Le genre est aussi une catégorie d’analyse fondamentale dans l’article d’Amanda Ricci qui se penche sur l’entrecroisement difficile et contesté du féminisme et du militantisme chez les femmes autochtones pendant les dernières décennies du xxe siècle. Le texte souligne la multitude de positions tenues par les militantes et le dialogue que celles-ci ont entretenu à la fois avec le militantisme masculin chez les autochtones et celui, féminin, chez les allochtones. Ce faisant, Ricci rend évidente la contribution majeure apportée par les militantes autochtones à penser le sexisme et le colonialisme, deux phénomènes étroitement liés.

Or, il n’existe pas une seule expérience du colonialisme, comme le démontre de façon limpide l’article d’Alain Beaulieu et de Stéphanie Béreau sur l’implantation du conseil de bande à Mashteuiatsh entre le dernier tiers du xixe siècle et le milieu du xxe. Si l’historiographie insiste sur la levée de bouclier contre cette institution vouée à encourager la « civilisation » des autochtones, institution que les communautés du sud du Québec et de l’Ontario voient comme une attaque contre leur gouvernance traditionnelle, Beaulieu et Béreau se penchent sur un cas où la communauté la perçoit somme toute comme un bien.
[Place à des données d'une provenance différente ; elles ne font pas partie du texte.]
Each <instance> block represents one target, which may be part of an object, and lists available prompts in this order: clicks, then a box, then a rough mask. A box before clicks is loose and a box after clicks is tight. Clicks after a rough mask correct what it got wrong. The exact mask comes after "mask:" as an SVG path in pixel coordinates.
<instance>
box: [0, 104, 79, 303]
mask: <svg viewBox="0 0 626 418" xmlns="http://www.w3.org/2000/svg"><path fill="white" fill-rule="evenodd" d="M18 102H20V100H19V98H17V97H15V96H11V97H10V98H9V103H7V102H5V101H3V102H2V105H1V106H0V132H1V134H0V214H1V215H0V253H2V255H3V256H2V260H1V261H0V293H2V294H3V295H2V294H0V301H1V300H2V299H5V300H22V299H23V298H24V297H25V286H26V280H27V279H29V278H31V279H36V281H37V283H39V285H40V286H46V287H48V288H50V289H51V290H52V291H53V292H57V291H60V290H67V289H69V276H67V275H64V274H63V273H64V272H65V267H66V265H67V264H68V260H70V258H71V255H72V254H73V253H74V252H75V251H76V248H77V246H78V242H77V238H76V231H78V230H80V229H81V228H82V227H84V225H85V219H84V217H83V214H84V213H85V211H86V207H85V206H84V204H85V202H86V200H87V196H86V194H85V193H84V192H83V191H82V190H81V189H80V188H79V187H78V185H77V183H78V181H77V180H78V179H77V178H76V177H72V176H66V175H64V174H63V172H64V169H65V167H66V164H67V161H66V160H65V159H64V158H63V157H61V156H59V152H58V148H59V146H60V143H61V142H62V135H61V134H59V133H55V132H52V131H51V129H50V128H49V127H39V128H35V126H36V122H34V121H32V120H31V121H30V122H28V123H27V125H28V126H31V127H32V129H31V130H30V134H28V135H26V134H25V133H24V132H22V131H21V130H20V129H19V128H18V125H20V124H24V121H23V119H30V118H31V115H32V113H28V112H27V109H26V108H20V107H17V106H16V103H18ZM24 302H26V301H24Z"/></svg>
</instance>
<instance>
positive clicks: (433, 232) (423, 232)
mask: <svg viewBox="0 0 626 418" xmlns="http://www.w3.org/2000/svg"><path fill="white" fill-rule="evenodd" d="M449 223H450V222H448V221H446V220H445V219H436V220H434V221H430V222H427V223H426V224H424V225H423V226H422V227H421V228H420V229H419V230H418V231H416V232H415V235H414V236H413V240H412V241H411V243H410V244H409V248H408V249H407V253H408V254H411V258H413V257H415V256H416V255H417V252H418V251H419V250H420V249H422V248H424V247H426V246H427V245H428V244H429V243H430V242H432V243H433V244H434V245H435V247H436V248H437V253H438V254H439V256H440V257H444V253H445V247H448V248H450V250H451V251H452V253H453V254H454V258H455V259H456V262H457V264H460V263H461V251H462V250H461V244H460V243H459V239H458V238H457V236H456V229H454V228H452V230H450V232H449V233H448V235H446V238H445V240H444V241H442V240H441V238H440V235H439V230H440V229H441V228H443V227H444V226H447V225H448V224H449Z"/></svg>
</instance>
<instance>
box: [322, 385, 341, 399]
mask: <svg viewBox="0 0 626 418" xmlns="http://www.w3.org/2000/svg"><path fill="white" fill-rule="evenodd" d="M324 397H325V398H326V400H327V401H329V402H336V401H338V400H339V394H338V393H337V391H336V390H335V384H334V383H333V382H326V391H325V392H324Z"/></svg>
En effet, les Innus adoptent le conseil de bande comme un nouvel outil pour faire valoir leurs droits et leurs intérêts auprès de l’État canadien. Tandis que l’article ne met aucunement en question la mainmise du département des Affaires indiennes sur Mashteuiatsh pendant cette période, il apporte un correctif important à l’historiographie en insistant sur la réorganisation plutôt que sur la simple perte de pouvoir. Beaulieu et Béreau rappellent donc la nécessité de poursuivre l’analyse au-delà du général afin de décortiquer le colonialisme tel que vécu sur le terrain. Lorsqu’on fait cela, une image nuancée de l’histoire autochtone en ressort.

Ensemble, ces articles soulignent le renouveau de l’histoire autochtone au Québec. Il s’agit d’un phénomène important qui, comme en témoigne ce numéro spécial de Recherches amérindiennes au Québec, trouve son unité, non pas dans les questions posées ou les méthodologies empruntées, mais plutôt dans une volonté d’aborder l’histoire d’une manière qui rend compte de l’hétérogénéité des sociétés, des cultures et des expériences particulières. Par ailleurs, ce renouveau dépasse de loin les textes et les auteurs qui paraissent dans ce numéro modeste, ce qui signale combien l’état de l’art en histoire autochtone au Québec est en pleine évolution. Nous ne pouvons qu’espérer que cette évolution se poursuive à l’avenir.